"Islamic finance market 'to grow 15pc'", TradeArabia, December 15, 2006
Deutsche Bank expects the market for Shari'ah-compliant products to grow by 15 percent annually. Discussing the Islamic finance market, Stefan Kirsch, business manager in the bank's international private wealth management arm:
'We consider ourselves market leader for Islam-compliant financing deals, at least regarding the number of products on offer,' he [Mr. Kirsch] said.
He said some Islamic products were also interesting for risk-averse non-Muslims.
'Islam-compliant equity funds, which were launched before the dot.com crisis, performed better than traditional ones -- they didn't buy into highly-indebted telecom firms,' he said
Mr. Kirsch's explanation that risk-averse non-Muslims would be interested in Islamic financial products is peculiar since the restriction on indebtedness and the change in the indebtedness ratio from debt-to-assets to debt-to-market capitalization, as well as the fixed ceiling of 33 percent skewed Islamic equities in favor of tech companies during the bubble years as their debt tended to be low and their market capitalization was quickly rising. Furthermore, since the denominator used to calculate indebtedness was market capitalization, as the bubble collapsed, the funds were forced to divest their holdings near the low point of the share price. The Islamic equity index managers were not allowed to wait for the prices of their tech stocks to rebound, hardly an appealing portfolio profile for a risk-averse investor.
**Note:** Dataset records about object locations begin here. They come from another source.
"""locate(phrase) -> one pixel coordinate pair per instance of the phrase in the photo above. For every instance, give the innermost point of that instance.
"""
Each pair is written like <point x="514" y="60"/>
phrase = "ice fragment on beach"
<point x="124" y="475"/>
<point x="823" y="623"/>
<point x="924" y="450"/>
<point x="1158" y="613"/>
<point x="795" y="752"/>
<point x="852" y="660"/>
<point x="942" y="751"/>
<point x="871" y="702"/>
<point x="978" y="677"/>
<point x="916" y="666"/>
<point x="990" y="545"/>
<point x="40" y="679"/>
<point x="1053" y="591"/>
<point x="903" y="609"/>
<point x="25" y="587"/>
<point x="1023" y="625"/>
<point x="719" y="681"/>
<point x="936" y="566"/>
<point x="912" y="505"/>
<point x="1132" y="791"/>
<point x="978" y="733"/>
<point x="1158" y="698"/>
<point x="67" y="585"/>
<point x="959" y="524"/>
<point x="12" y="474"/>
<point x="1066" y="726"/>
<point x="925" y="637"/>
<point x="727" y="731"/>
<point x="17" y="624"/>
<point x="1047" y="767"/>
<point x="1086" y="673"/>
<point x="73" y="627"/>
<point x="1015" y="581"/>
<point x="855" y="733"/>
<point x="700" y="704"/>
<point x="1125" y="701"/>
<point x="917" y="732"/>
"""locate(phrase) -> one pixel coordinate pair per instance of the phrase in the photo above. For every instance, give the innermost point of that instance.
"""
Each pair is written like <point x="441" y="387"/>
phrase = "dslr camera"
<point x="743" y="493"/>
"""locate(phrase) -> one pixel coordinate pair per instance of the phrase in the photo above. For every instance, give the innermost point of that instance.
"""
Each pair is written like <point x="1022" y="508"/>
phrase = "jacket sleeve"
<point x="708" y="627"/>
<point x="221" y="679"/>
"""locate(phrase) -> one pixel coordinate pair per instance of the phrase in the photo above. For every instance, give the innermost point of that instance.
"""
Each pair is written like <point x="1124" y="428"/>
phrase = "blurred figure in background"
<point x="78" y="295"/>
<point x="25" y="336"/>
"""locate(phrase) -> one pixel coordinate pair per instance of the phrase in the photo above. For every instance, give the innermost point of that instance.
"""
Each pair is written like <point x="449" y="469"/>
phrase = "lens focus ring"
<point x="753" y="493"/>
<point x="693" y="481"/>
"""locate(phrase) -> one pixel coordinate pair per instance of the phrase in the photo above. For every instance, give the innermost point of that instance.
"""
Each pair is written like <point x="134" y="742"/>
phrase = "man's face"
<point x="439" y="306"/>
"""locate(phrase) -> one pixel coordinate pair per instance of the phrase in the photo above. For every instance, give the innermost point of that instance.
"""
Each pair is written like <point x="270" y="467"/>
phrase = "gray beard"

This is not to say that Islamic finance (and in particular, Islamic equity funds) cannot be popular among non-Muslims. The focus of Islamic finance on avoiding the haram industries (e.g., tobacco, alcohol, gambling and interest-based financial firms) makes the stock pool from which investments can be chosen very similar to socially responsible mutual funds. The heavily engineered, higher priced Shari'ah-compliant financial products are likely to have a lower appeal for non-Muslims not concerned with strict Shari'ah-compliance. On the other hand, products build around the ethical foundations of Islamic scholarship would be much more likely to have appeal with non-Muslims. Reducing the exploitative aspects of the borrower-lender relationship (say, by adopting a more mutual approach as credit unions do) would have much more appeal to non-Muslims than products approved by Shari'ah boards that are identical in every other way to conventional financial products.
Indonesian Islamic finance
"Shariah Banking: For richer or poorer", Yemen Times, December 15, 2006
An article by Dr. Terry Lacey (who wrote an editorial a couple of weeks ago in the Middle East Times on the socially responsible focus of Islamic finance).
"ARB Expects REIT VAlue To Reach RM1 Bln Within Two Years", Bernama, December 15, 2006
Amanah Raya Bhd, a Malaysian government-owned trustee company plans on launching an Islamic REIT by the second half of 2007, according to an article in Bernama, the Malaysian national news agency. The article quotes the company's managing director Datuk Ahmad Rodzi Pawanteh.